Advent for the Troubled Soul
If you are weighted down, despairing, or on the ragged edge, these days are for you.
The celebration of Advent is possible only to those who are troubled in soul, who know themselves to be poor and imperfect, and who look forward to something greater to come. He is, and always will be now, with us in our sin, in our suffering, and at our death. We are no longer alone. {Dietrich Bonhoeffer}
How can it be that Advent—these sparse days given to grieving prophets and a hard reckoning with our dire predicament—has taken on a measure of kitsch alongside Elf on the Shelf? Advent is ache and silence. Advent is for poor fools who’ve crashed into the end of the line. Yet we’ve somehow arrived at Advent bougie. The Powers of Enterprise have proven they can employ absolutely anything in the service of the holiday blitzkrieg.
In October, I walked through a department store’s cosmetics menagerie and bumped into a 7-foot banner promoting a high priced Advent calendar where, each day, you open the little box and receive a glossy lip balm or wrinkle-vanishing cream or glow drops. And the religious industry matches, with the avalanche of glossy Advent product, the press to maximize the Advent season, the pressure to make sure we do Advent “right.” We Christians are adept at bludgeoning flat every ounce of mystery.
The truth is I believe in taking any opportunity to revel in whatever season’s available (Christian or not), and most of us (those pulling the strings for dollars excepted) are doing the best we know to find hope and goodness. And I’m confident if we follow the scent, even sometimes going the wrong way like the fox, we’ll eventually run headlong into grace.
However, I won’t let go of how Advent is for the helpless, the heartbroken, the world-weary. Advent is for those who have no words, no capacity, to name how sorrow or regret or evil has shattered their lives, shattered their families. Advent is for the dying, for the bewildered, for the silenced, for those heavy with shame or despair. Advent, writes Fleming Rutledge, “bids us take a fearless inventory of the darkness.” In Advent, we face what’s terrifying, crushing, and harsh, owning how we are helpless to concoct any remedy. And our attempt to manufacture a breathless, sunny-side-up spirituality is dishonest and at any rate, provides no genuine help.
Advent meets us in our grief over a child, in our silent despair over a stack of past due bills. Advent moves among the abandoned innocent in Gaza.
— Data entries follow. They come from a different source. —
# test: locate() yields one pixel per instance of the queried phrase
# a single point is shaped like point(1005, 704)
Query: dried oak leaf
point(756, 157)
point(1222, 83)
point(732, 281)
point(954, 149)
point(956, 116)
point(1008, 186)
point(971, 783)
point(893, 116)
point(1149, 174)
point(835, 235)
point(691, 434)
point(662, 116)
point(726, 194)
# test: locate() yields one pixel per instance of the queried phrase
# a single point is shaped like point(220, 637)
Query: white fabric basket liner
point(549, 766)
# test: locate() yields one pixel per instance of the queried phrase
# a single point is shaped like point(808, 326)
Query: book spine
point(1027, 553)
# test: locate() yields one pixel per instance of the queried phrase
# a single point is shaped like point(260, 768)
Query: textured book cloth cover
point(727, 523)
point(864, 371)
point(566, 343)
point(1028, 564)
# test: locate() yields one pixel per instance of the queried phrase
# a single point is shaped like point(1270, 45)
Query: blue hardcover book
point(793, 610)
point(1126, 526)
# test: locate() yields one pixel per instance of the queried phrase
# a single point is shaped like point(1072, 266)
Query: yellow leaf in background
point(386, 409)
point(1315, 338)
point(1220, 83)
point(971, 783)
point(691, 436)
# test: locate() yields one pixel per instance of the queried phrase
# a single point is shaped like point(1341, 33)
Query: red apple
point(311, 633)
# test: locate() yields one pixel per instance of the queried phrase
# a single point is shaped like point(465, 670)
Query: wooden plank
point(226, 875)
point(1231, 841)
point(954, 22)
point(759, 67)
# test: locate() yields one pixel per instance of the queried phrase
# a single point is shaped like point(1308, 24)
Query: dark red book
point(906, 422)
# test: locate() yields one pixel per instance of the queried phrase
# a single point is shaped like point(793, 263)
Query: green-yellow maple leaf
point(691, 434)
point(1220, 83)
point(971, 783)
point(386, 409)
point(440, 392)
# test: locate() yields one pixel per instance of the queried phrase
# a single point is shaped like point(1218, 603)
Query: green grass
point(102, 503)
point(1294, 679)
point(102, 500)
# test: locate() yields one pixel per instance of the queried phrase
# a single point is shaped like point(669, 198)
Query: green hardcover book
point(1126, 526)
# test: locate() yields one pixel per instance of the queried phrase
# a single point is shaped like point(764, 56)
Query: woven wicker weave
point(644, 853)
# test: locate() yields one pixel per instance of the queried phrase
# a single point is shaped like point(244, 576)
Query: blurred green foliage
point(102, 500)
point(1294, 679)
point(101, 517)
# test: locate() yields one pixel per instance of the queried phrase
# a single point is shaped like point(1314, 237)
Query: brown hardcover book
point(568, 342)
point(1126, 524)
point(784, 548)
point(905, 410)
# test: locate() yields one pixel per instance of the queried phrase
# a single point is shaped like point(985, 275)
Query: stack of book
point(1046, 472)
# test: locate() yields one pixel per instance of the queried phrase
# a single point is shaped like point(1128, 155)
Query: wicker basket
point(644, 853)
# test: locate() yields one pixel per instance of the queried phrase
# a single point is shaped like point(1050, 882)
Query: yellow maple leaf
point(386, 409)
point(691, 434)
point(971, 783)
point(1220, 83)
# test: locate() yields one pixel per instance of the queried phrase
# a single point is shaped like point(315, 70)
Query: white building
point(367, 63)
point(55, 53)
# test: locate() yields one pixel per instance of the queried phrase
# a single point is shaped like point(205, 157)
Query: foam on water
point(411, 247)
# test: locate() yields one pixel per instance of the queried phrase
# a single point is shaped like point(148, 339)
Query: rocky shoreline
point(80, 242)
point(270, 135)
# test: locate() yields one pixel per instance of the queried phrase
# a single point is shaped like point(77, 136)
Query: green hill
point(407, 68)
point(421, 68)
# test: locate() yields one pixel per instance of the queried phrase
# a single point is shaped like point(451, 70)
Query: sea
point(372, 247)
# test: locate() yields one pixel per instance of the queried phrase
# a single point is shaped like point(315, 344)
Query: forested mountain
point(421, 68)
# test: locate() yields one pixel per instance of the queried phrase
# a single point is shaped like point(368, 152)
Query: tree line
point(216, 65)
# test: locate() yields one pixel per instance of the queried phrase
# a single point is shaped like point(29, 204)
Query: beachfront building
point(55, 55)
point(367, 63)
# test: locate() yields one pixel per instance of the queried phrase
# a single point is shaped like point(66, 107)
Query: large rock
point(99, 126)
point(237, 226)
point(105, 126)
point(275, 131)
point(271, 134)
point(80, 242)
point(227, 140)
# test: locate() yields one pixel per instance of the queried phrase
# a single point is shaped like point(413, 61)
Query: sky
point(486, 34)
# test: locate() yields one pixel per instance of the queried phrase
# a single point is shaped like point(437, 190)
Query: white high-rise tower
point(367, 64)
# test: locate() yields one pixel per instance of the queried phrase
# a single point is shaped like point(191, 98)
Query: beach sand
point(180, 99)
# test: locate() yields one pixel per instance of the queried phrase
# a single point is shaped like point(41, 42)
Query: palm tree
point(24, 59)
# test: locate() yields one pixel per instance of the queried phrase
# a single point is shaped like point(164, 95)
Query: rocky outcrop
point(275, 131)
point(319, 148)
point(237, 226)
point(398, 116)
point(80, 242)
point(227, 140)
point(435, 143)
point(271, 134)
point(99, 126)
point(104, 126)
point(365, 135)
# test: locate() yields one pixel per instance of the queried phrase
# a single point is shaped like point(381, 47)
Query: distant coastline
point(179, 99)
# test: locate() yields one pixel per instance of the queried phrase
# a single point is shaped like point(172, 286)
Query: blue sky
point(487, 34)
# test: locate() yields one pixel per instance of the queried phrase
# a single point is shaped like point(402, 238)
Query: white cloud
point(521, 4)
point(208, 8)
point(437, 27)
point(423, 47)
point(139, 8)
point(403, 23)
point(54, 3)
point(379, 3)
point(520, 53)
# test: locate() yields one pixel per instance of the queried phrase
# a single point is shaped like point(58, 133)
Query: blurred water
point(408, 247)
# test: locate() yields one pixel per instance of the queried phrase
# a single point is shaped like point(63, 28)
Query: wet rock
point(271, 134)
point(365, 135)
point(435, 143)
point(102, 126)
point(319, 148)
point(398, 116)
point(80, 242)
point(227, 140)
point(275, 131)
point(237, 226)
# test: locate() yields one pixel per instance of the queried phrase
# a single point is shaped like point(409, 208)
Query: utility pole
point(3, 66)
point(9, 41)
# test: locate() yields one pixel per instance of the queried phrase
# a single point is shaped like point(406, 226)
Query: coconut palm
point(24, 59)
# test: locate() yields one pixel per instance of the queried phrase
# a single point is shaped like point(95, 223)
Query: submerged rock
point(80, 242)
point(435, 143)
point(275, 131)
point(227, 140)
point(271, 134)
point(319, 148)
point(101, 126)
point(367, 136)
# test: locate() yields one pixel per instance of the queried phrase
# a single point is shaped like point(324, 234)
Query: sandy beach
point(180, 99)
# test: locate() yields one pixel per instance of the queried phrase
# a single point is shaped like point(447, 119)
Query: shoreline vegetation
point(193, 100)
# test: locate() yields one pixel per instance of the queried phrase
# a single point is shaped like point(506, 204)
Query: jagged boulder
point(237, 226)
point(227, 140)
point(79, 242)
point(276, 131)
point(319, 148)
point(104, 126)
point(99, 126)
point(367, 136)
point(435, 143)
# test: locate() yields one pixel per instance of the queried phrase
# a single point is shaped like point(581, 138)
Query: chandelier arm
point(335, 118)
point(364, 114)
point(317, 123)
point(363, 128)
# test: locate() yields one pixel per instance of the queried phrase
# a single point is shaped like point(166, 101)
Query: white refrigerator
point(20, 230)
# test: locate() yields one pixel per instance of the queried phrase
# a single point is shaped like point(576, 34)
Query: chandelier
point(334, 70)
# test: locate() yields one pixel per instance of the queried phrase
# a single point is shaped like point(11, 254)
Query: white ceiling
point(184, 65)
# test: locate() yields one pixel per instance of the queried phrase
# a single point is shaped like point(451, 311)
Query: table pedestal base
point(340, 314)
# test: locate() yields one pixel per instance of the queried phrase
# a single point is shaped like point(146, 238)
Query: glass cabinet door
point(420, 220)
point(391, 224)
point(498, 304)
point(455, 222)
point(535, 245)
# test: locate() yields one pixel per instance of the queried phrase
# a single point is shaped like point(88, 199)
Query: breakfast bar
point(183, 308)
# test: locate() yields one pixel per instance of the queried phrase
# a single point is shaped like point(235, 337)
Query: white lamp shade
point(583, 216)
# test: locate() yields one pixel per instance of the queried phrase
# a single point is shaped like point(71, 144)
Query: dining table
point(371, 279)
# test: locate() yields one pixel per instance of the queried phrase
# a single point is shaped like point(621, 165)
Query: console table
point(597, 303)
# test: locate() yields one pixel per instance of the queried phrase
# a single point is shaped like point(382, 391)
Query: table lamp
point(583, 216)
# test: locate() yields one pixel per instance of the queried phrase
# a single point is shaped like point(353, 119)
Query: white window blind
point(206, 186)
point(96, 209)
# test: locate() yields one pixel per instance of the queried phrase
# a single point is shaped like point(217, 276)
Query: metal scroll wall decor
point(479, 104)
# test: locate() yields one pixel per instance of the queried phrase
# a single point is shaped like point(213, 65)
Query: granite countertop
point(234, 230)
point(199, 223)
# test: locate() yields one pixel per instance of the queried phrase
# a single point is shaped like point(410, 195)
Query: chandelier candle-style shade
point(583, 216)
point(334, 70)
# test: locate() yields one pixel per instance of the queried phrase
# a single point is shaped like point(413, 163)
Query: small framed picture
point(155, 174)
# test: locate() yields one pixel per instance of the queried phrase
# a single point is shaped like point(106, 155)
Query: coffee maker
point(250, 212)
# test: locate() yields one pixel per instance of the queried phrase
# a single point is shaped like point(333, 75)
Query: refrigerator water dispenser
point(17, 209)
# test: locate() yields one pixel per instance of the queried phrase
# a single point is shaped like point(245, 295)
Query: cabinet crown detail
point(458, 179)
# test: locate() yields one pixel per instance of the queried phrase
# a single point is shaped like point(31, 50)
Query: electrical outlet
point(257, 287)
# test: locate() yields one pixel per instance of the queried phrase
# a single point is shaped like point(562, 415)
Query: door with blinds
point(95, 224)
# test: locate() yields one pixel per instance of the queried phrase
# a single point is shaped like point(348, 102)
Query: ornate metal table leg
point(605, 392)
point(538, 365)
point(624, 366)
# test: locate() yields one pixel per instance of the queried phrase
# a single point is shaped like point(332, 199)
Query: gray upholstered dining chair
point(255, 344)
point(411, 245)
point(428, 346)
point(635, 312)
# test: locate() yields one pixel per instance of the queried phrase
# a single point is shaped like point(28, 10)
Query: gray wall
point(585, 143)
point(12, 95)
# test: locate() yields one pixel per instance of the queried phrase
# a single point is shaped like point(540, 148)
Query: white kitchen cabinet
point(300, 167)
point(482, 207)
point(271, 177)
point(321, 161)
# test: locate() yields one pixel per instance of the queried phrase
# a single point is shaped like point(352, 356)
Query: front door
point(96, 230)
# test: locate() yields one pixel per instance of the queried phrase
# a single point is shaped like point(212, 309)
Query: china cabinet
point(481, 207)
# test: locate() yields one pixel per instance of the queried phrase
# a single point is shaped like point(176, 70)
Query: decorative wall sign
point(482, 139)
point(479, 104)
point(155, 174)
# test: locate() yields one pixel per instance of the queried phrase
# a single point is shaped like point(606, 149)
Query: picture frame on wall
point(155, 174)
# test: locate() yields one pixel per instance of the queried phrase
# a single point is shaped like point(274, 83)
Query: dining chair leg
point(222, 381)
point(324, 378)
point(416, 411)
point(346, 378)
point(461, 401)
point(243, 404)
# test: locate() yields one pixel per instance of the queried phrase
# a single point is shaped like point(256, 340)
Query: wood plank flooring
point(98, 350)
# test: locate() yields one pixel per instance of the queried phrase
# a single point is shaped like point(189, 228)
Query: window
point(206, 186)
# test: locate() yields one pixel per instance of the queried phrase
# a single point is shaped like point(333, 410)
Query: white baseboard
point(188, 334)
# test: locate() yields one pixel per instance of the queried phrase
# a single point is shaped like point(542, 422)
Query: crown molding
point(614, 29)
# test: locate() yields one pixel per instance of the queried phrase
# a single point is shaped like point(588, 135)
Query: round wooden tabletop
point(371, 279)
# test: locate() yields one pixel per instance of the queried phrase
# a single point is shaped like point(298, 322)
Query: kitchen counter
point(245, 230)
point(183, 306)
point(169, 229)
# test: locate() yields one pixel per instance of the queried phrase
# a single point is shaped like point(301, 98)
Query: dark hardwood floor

And if our Advent doesn’t land amid every human struggle and misery, then it’s no Advent at all.
These truths stand fast because Advent is about God. The season is not centered on self-discipline or concocting a slate of new practices to mark Christmas-before-Christmas. In Advent, our job is important but minimal: stay awake and watchful and do our best to hold on til help comes. We’re responsible, but not for much. God’s the actor, the Savior, the one who “delivers us out of all our terror and saves us from our troubles.” It is God “who shines on those who dwell in darkness and the shadow of death,” God who “dispels the shadows of the night and turns our darkness into light.”
We don’t go looking for sadness—there’s plenty, and it eventually finds each of us. Sometimes, our work is to recognize how there’s a riot of joy and happiness too, everywhere. Yet Advent is where we enact the faith and courage to acknowledge anguish wherever it appears. Then we hold out our flickering flame to God, the one who bows low and tends to troubled souls.




"We Christians are adept at bludgeoning flat every ounce of mystery."
Word.
In Advent, our job is minimal: stay awake and watchful and do our best to hold on til help comes. We’re responsible, but not for much.
Thank you, Winn. We needed this to be written.